Terry Reedy tjreedy at udel.edu
Sat Feb 1 03:51:48 EST 2014


On 2/1/2014 2:26 AM, Chris Angelico wrote:
> On Sat, Feb 1, 2014 at 4:46 PM, Terry Reedy <tjreedy at udel.edu> wrote:
>> On 1/31/2014 10:36 PM, Chris Angelico wrote:
>>>
>>> On Sat, Feb 1, 2014 at 1:54 PM, MRAB <python at mrabarnett.plus.com> wrote:
>>>>
>>>> I think that some years ago I heard about a variation on UTF-8
>>>> (Microsoft?) where codepoint U+0000 is encoded as 0xC0 0x80 so that the
>>>> null byte can be used as the string terminator.
>>>>
>>>> I had a look on Wikipedia found this:
>>>>
>>>> http://en.wikipedia.org/wiki/Null-terminated_string
>>>
>>>
>>> Yeah, it's a common abuse of UTF-8. It's a violation of spec, but an
>>> understandable one. However, I don't understand why the first part -
>>> why should \0 become U+0000 but (presumably) the \a later on
>>> (...cs\accel...) doesn't become U+0007, etc?
>>
>>
>> Because only  \0 has a special meaning in a C string,

I should have added 'to C itself', as the string terminator.

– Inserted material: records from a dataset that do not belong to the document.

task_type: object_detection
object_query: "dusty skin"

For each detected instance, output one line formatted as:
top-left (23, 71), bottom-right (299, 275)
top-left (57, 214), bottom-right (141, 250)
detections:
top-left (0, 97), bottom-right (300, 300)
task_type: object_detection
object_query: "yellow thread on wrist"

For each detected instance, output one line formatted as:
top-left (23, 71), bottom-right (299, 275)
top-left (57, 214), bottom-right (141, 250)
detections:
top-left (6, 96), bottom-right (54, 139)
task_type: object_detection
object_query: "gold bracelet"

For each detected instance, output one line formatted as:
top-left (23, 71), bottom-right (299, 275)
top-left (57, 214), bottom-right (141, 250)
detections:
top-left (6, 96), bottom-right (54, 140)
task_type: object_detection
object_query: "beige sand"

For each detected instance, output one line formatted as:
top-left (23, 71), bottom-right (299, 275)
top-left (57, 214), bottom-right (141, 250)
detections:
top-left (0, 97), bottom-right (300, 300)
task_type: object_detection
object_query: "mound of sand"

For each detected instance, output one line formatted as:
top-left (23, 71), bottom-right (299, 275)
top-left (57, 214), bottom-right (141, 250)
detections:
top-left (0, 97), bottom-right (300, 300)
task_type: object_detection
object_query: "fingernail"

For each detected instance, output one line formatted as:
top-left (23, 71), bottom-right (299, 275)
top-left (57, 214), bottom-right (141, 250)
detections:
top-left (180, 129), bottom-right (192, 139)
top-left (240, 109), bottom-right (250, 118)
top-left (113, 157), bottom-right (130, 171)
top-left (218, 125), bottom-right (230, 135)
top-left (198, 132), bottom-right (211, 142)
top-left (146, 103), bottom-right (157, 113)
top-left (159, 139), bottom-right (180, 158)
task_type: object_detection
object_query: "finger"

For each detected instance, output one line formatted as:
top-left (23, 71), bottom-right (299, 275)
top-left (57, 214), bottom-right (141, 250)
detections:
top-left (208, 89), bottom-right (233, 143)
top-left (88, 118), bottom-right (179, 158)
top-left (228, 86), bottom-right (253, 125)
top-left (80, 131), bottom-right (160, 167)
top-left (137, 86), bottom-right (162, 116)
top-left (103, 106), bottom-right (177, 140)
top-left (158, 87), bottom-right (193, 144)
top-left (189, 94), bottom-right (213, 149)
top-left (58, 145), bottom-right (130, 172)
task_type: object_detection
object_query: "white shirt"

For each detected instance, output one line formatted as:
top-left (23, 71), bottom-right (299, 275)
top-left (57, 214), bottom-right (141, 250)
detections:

>> and Tk is written in C and uses C strings.
>
> Eh? I've used \a in C programs (not often but I have used it).
>
> It's possible that \0 is the only one that actually bombs anything
> (because of C0 80 representation).

\0 can bomb C byte processing by terminating it sooner than it should. 
Its unexpected replacement bombs utf-8 decoding.

 > But since \7 and \a both represent
> 0x07 in a C string, I would expect there to be other problems, if it's
> interpreting it as source. Ah well! Weird weird.

While other control codes may have special meaning to a terminal or 
other device, to do not have special meaning to the operation of C 
string functions themselves (except possible for a 'getline' function 
looking for n -- but I do not remember is the C stdlib has any such 
functions).

I am speaking from my memory of C. I have not looked at the Tk C code to 
see just what it did where to create the exception. I am just happy that 
Serhiy was able to fixed tkinter without causing another test to fail.